"Would you be willing to tell me more about your wife?" Sherlock asked.
"Yes." Officer Baidel didn't even pause for a breath. "Karin was thirty-five. Her social circle was narrow; she was a quiet woman who favored warm colors. She visited art galleries almost every week. To my knowledge, she had no enemies and no outstanding debts."
He delivered the facts with the flat, metronomic cadence of a report. It was clear he had rehearsed these details in his mind a thousand times over.
"Do you know why she was near that alley that night?"
"I do not."
"Any theories regarding the word 'YES'?"
"None."
"Do you know what she was wearing?"
"No. I did not take an interest in her wardrobe."
Baidel answered several more questions with the same icy composure. Even though most were "I don't know," Sherlock began to form a clearer silhouette of the woman behind the corpse.
Sherlock fell into a brief silence, his eyes fixed on nothing.
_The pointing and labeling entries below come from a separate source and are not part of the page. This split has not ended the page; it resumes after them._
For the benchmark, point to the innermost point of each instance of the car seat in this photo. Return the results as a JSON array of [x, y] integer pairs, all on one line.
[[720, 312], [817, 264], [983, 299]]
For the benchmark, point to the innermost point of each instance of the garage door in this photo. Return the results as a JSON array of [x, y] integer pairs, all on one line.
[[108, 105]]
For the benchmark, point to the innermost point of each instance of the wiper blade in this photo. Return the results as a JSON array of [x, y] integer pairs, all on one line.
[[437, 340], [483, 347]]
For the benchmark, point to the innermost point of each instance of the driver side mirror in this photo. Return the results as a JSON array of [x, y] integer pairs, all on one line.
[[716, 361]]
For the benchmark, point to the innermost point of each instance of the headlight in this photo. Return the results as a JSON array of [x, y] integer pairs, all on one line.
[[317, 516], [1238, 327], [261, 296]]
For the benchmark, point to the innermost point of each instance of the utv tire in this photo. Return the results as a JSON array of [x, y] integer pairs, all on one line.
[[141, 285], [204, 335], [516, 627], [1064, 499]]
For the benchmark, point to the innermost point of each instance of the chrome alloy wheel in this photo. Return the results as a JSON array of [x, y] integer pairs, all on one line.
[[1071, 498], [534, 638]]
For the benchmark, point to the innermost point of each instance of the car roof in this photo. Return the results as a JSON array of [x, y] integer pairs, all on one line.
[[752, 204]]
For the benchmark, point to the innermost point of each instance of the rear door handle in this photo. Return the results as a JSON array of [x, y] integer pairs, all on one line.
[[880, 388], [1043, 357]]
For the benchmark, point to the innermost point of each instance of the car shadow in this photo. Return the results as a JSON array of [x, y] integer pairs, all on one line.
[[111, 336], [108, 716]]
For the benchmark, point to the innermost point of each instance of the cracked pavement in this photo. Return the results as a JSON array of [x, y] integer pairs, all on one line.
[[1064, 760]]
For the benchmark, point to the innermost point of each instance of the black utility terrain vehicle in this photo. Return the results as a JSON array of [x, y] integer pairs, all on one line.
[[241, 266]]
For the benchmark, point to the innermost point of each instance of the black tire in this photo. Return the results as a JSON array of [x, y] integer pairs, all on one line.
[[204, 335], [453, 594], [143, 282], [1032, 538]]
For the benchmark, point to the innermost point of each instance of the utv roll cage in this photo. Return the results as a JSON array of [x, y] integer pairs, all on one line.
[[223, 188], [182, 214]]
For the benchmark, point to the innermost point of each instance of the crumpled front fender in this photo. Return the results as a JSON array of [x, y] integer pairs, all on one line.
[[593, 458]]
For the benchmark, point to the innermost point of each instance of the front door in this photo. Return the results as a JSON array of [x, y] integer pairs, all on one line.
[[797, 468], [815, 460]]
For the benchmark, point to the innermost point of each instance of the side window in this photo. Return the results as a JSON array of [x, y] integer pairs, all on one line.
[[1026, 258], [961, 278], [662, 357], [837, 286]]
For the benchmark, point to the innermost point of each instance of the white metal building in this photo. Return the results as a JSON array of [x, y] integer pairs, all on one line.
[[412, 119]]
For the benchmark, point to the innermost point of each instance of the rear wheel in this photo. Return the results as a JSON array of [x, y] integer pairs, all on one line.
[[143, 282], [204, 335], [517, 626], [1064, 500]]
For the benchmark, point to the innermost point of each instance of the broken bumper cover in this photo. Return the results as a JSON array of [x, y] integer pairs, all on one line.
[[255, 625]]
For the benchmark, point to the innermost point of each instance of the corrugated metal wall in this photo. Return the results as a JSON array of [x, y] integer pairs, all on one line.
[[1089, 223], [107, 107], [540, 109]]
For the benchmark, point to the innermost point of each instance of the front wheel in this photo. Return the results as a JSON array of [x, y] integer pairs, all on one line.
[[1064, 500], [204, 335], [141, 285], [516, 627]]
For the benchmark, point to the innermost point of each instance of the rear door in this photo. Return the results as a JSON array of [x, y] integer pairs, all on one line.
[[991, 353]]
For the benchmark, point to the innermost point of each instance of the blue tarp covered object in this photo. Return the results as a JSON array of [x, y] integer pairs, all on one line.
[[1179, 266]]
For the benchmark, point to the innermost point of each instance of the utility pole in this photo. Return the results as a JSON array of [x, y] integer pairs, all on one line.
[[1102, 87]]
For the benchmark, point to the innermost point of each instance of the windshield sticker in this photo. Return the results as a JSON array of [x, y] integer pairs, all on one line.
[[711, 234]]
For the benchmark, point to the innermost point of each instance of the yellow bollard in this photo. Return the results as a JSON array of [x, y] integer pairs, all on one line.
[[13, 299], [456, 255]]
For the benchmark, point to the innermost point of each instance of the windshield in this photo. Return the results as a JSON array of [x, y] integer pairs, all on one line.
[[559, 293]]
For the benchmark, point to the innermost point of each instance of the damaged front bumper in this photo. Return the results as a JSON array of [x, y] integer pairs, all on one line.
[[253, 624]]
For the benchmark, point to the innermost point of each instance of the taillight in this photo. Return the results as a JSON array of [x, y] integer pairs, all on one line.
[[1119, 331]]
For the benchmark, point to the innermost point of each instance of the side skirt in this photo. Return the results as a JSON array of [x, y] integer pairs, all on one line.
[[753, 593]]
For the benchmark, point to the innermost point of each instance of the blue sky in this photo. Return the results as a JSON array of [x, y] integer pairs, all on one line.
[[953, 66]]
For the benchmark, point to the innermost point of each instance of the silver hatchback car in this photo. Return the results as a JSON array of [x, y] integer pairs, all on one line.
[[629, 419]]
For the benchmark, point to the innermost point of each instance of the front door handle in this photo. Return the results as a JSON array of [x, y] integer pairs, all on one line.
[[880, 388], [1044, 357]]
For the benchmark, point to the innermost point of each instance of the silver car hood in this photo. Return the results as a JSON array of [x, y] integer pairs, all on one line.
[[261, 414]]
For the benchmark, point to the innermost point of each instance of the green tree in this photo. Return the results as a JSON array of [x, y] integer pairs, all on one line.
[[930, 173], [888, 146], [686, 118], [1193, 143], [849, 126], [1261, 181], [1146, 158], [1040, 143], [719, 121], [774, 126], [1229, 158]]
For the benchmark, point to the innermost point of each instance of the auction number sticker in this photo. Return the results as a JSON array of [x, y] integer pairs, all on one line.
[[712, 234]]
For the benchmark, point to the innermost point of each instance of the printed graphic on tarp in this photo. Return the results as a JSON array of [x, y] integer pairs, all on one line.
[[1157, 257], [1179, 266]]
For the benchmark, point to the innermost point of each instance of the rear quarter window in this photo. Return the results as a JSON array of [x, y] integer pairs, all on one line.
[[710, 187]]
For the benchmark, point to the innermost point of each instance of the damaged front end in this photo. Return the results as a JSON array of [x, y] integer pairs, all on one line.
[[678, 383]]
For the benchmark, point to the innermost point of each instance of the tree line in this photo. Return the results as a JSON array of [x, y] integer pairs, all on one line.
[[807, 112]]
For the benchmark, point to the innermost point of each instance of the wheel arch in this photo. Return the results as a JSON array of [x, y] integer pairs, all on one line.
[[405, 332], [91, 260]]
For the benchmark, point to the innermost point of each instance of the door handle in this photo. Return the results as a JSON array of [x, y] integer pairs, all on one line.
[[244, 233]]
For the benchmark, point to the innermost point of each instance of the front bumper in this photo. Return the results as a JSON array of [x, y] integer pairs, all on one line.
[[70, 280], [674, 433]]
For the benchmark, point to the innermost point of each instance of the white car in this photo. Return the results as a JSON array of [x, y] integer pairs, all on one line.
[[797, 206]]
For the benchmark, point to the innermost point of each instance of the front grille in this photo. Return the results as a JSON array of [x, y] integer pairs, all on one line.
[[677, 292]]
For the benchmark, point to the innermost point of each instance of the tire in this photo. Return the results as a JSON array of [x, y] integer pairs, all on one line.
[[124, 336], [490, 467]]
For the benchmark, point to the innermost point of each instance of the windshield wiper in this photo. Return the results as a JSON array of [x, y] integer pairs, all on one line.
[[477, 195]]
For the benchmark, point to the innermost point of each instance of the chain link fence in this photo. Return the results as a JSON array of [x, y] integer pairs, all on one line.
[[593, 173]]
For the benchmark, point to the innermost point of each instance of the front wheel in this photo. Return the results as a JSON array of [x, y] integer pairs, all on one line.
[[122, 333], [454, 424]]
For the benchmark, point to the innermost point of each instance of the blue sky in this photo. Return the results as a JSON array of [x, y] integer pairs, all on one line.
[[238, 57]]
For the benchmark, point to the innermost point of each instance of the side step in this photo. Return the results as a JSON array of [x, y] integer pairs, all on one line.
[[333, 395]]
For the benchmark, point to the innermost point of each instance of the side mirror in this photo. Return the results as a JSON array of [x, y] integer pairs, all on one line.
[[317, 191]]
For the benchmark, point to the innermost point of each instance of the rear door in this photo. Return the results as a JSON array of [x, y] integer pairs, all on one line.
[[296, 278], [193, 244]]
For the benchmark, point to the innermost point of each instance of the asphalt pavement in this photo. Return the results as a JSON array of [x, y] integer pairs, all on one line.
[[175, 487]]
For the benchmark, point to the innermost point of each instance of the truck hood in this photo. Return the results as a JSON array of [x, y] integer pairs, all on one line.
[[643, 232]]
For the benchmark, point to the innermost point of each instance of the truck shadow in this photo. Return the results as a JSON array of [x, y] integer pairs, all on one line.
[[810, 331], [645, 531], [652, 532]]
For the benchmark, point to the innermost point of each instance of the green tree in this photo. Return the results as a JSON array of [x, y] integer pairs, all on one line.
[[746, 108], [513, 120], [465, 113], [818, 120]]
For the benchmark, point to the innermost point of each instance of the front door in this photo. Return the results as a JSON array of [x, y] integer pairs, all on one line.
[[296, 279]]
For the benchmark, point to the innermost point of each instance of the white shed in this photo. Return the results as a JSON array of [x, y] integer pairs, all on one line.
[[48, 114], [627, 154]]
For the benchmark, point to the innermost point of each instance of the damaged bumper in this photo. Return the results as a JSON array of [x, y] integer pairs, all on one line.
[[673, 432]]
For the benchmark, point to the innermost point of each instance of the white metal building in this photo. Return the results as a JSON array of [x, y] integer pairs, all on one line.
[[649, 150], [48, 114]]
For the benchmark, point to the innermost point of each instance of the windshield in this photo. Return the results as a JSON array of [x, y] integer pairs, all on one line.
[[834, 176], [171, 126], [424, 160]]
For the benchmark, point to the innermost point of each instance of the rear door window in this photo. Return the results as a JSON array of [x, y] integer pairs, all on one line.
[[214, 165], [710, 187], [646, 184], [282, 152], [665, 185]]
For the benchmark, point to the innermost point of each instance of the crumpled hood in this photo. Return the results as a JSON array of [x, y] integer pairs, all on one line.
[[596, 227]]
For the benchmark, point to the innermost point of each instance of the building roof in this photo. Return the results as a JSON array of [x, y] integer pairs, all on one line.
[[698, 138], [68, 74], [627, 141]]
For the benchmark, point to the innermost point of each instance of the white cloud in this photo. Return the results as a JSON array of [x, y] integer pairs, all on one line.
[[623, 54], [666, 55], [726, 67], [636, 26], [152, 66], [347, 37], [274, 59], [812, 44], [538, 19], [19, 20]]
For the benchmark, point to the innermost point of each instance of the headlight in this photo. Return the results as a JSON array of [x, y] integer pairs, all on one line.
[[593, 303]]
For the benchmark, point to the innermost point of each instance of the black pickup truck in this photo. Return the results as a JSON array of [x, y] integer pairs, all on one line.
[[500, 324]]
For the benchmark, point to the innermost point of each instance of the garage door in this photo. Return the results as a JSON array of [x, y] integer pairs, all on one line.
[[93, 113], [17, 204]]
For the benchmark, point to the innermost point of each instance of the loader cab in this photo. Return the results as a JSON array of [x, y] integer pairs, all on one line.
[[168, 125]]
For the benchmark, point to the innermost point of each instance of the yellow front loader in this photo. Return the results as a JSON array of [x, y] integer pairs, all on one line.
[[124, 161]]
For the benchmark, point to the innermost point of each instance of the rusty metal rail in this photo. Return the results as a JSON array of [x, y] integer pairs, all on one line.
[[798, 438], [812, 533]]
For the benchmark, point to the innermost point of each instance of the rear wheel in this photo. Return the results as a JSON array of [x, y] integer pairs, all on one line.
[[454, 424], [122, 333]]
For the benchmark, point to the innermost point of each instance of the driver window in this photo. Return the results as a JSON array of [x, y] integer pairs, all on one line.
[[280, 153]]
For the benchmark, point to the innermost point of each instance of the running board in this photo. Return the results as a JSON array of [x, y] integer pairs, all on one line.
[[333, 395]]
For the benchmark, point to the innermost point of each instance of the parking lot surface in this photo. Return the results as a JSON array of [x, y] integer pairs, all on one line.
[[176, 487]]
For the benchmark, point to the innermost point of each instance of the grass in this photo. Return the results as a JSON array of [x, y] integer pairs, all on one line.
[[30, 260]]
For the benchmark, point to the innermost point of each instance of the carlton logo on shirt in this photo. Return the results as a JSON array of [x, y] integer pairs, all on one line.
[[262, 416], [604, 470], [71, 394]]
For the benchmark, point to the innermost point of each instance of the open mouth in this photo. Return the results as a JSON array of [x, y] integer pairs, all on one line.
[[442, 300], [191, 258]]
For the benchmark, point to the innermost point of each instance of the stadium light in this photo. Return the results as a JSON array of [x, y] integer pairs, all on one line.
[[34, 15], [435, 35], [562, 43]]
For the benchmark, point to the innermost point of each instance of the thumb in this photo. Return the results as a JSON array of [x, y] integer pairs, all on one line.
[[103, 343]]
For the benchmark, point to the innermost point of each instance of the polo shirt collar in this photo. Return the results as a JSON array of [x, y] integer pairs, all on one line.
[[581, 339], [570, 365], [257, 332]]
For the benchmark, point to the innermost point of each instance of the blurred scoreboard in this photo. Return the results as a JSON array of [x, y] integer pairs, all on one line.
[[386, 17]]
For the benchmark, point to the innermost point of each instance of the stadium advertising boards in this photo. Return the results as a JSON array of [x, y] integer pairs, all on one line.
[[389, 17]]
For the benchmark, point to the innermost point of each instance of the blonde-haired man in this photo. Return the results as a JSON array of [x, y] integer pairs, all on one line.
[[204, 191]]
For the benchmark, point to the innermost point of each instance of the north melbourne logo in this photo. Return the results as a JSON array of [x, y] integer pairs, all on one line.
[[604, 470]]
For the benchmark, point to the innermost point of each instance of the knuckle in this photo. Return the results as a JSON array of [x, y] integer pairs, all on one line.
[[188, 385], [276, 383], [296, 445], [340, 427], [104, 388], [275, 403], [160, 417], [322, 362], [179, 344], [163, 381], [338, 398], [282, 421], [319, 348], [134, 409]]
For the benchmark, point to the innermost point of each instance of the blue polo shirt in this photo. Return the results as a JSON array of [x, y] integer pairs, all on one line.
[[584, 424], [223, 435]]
After a few minutes, Baidel broke the quiet. "Mr. Holmes, perhaps I shouldn't disturb the rhythm of your work, but... I would like to hear your current analysis of the case."
His tone was polite, yet beneath it lay the undeniable weight of his station.
Sherlock knew he had to offer something substantial. It was 4:00 AM. London's winter days were short; before the next sunset, the killer had to be found. This wasn't just about a widower's grief; it was about the Church's face. A ward of the Clergy had been butchered; every second the perpetrator breathed under the Holy Light was a standing desecration.
And here was the lead Detective, caught taking a nap at home. He needed to provide a convincing justification.
"Well, it's not as if we're at a complete standstill," Sherlock said, leaning forward. "I've considered many reasons why the killer would take the clothes. The most likely is that the attire itself would somehow betray his identity. Then there's the word carved into the organs. I've scoured my memory, and 'YES' only gains transformative power in two contexts: an oath, or a wedding."
"A wedding?"
"Precisely," Sherlock nodded. "Given the recordable nature of Oaths in this Empire, a single 'YES' can't carry enough weight on its own. But in a marriage ceremony, the word requires no further explanation."
Sherlock mimed holding a scroll of vows. He lowered his voice, imitating the gravelly, solemn tone of an elderly priest.
"Beautiful bride, do you take this man to be your husband? To have and to hold, from this day forward, for better or for worse, for richer or for poorer, in sickness and in health, to love and to cherish, till death do you part?"
Sherlock looked at Baidel. "In that moment, the bride only says one word."
Officer Baidel fell silent. His eyes cast downward as if weighing the logic of the theory.
After a long pause, he whispered, "Yes... back then... she did indeed say 'YES'."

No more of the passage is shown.